8.1 Remote API-benadering

Alle programmeurs maken dezelfde fout bij het bouwen van een client-serverarchitectuur. Ze beginnen verzoeken aan de server te behandelen als methodeaanroepen .

U wilt het proces voor het genereren van rapporten op de server starten, waarom stuurt u deze dan geen verzoek zoals:

http://server.com/startDocumentGeneration?params

En hoe het rapport te downloaden nadat het is voltooid? Om dit te doen, zullen we een andere methode schrijven:

http://server.com/getDocument

De server slaat HttpSessioninformatie over ons document op en zodra het document is gegenereerd, geeft de server het terug.

Geweldige aanpak. Of niet?

De aanpak is echt verschrikkelijk. Het punt is dat de server het documentnummer moet onthouden. Met andere woorden, om nieuwe methodeaanroepen goed te kunnen verwerken, moet de server de resultaten onthouden van het aanroepen van eerdere methoden.

Op internet is dit een groot probleem. Het internet kan verdwijnen, de browser kan sluiten. De pagina kan opnieuw worden geladen of er kan per ongeluk op een link worden geklikt, enzovoort. En de server zal doorgaan met het opslaan van megabytes aan gegevens van eerdere gebruikersverzoeken ...

Om comfortabel met de server te werken, kunt u niet verwachten dat u altijd de gegevens van eerdere verzoeken aan de server bij de hand hebt.

Hoe dan methoden van de server aanroepen? Het juiste antwoord zou verschrikkelijk zijn: echt niet!

8.2 REST-aanpak

De programmeurs gingen terug naar de basis en herinnerden zich dat het verzoek aanvankelijk het pad naar het bestand op de server bevatte:

http://server.com/path?params

En we besloten om deze aanpak maximaal te gebruiken.
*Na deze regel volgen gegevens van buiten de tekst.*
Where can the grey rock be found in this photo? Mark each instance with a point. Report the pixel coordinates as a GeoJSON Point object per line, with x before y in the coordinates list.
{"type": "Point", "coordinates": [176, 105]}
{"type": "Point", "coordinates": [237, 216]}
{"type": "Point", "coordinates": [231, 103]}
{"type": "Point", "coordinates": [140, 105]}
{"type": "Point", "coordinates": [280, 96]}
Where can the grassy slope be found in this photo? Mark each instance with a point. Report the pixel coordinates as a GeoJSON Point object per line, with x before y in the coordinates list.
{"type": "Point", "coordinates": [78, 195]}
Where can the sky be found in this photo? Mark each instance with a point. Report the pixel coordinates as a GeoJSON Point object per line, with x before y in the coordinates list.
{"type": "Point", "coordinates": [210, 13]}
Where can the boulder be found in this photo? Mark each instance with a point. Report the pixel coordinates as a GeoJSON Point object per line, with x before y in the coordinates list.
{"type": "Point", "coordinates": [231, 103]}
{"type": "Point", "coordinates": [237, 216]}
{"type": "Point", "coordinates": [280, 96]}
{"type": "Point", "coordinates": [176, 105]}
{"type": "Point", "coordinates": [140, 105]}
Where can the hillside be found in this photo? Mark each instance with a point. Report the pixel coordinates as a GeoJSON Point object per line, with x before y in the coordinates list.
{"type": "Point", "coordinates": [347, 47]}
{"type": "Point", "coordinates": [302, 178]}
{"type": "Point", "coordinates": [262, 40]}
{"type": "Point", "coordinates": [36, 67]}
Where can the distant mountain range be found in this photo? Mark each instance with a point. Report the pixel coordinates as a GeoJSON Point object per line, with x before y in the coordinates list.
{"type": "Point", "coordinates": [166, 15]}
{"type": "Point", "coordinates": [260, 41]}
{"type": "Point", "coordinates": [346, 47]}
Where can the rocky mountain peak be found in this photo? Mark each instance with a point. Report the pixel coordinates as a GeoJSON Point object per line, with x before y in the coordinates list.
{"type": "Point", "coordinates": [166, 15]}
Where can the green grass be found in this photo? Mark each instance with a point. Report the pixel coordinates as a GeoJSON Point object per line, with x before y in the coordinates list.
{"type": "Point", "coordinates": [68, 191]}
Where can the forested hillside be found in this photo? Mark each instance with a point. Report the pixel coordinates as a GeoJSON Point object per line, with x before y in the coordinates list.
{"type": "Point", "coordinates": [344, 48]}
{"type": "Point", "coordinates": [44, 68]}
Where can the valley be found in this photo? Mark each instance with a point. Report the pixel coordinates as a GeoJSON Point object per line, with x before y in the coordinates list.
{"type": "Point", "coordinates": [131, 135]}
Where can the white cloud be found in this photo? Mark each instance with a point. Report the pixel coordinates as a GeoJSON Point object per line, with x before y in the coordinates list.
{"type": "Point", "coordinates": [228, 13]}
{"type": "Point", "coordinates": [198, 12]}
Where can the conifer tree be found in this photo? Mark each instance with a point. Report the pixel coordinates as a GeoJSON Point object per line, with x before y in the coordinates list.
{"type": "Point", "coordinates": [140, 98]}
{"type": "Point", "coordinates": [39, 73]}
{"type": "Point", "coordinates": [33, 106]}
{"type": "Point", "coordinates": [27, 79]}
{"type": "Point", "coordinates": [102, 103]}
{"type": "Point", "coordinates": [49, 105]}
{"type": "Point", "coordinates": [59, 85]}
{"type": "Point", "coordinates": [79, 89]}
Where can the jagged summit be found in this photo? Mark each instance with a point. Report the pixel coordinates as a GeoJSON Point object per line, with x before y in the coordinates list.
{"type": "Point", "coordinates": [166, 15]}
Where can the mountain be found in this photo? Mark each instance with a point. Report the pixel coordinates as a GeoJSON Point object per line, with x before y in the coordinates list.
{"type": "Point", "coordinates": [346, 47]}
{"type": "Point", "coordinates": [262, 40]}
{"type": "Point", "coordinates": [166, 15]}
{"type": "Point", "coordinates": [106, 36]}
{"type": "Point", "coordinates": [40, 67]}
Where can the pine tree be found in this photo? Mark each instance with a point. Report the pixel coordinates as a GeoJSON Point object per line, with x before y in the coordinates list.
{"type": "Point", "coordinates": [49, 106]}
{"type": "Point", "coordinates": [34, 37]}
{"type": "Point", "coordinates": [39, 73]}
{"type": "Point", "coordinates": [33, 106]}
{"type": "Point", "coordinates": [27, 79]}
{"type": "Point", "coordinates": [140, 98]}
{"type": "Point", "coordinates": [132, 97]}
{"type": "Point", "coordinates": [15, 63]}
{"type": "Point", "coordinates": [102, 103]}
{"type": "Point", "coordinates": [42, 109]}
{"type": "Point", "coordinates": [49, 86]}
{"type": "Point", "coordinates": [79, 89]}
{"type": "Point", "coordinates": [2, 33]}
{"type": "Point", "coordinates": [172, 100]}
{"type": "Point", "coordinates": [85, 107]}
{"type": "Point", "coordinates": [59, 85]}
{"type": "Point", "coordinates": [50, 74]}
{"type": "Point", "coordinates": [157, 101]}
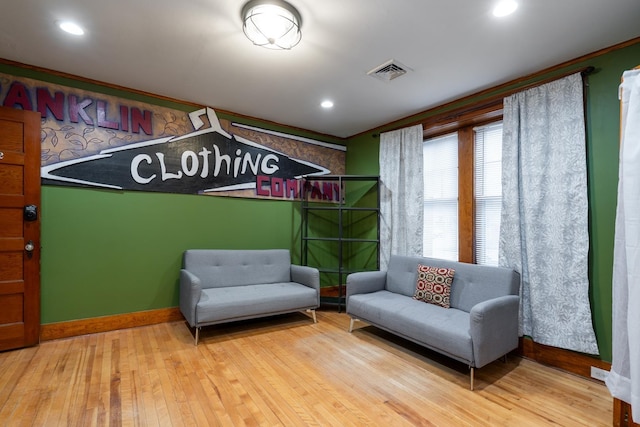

Nu wordt de server beschouwd als een opslagplaats van gegevens die voor de buitenwereld zichtbaar is in de vorm van een boom .

Als u een lijst van alle gebruikers wilt krijgen, roept u de query aan:

http://server.com/users

Als u gegevens over gebruiker 113 wilt krijgen, voert u de query uit:

http://server.com/users/113

En zo verder, allemaal in dezelfde geest.

Wederom wordt de server gezien als een opslagplaats van data die voor de buitenwereld zichtbaar is in de vorm van een boom.

Gegevens kunnen worden ontvangen - GET- verzoeken , gewijzigd - POST- verzoek en verwijderd - VERWIJDER- verzoek .

8.3 Geen staat

Het REST-protocol van interactie tussen de client en de server vereist de volgende voorwaarde: gedurende de periode tussen verzoeken van de client wordt er geen informatie over de status van de client op de server opgeslagen.

Alle verzoeken van de client moeten zo worden opgesteld dat de server elke keer alle informatie ontvangt die nodig is om aan het verzoek te voldoen . De sessiestatus wordt aan de clientzijde opgeslagen.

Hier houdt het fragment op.